Configuration knobs¶
| Field | Type | Default | Description |
|---|---|---|---|
enabled |
bool |
true |
The extractor activates only when the transcription block is present and enabled is true. |
model |
WhisperModel |
Tiny |
Size variant to use. |
language |
Option<String> |
None |
ISO-639-1 code (e.g. "en", "de"). The current engine falls back to English when unset; set this explicitly for deterministic output. |
timestamps |
bool |
false |
Accepted for forward-compatibility; segment timestamps are not yet emitted. |
max_bytes |
Option<u64> |
512 MiB |
Reject input larger than this many bytes before decoding. |
max_duration_ms |
Option<u64> |
30 min |
Reject audio longer than this many milliseconds after decode. |
timeout_ms |
Option<u64> |
10 min |
Reserved wall-clock timeout for the full inference call.

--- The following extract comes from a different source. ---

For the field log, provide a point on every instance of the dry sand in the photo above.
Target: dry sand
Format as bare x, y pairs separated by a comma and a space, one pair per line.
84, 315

The current extractor does not enforce it yet. |
model_cache_dir |
Option<PathBuf> |
None |
Override the default cache location. |
allow_network |
bool |
true |
Set to false to disable automatic downloads; returns ModelMissing if the model is not already cached. |
verify_hash |
bool |
true |
Hash verification is reserved for a future work item; currently a no-op with a warning. |
First-run download¶
On the first call with allow_network = true, the extractor downloads the
required ONNX files and tokenizer from HuggingFace Hub. The download is
serialised per process via a cross-process advisory file lock so concurrent
first-time callers do not race. Subsequent calls use the local cache.
Set allow_network = false and pre-populate the cache directory if you need
air-gapped deployments. When the model is absent and allow_network = false,
extraction returns a KreuzbergError::Transcription with the message
"network access disabled and model not cached".
Usage¶
Add the feature to Cargo.toml:
Async¶
use kreuzberg::extract_bytes;
use kreuzberg::core::config::ExtractionConfig;
use kreuzberg::core::config::transcription::{TranscriptionConfig, WhisperModel};
let config = ExtractionConfig {
transcription: Some(TranscriptionConfig {
enabled: true,
model: WhisperModel::Tiny,
language: Some("en".to_string()),
..Default::default()
}),
..Default::default()
};
let bytes = std::fs::read("recording.wav")?;
let result = extract_bytes(&bytes, "audio/wav", &config).await?;
println!("{}", result.content); // transcript
Sync¶
use kreuzberg::extract_bytes_sync;
use kreuzberg::core::config::ExtractionConfig;
use kreuzberg::core::config::transcription::{TranscriptionConfig, WhisperModel};
let config = ExtractionConfig {
transcription: Some(TranscriptionConfig {
enabled: true,
model: WhisperModel::Tiny,
..Default::default()
}),
..Default::default()
};
let bytes = std::fs::read("recording.mp3")?;
let result = extract_bytes_sync(&bytes, "audio/mpeg", &config)?;
println!("{}", result.content);
Notes¶
- Audio longer than 30 seconds is split into 30-second chunks; each chunk is transcribed independently and the results are joined with a space.
- The extractor always resamples to 16 kHz mono before inference; source sample rate and channel layout are handled automatically.
- Engine instances are cached per process keyed by model paths, so the ONNX sessions are loaded once and reused across calls.
- Async inference calls are bounded by a semaphore sized to
resolve_thread_budget, matching the same limit used by the embedding and reranking pipelines. Sync calls run on the caller thread.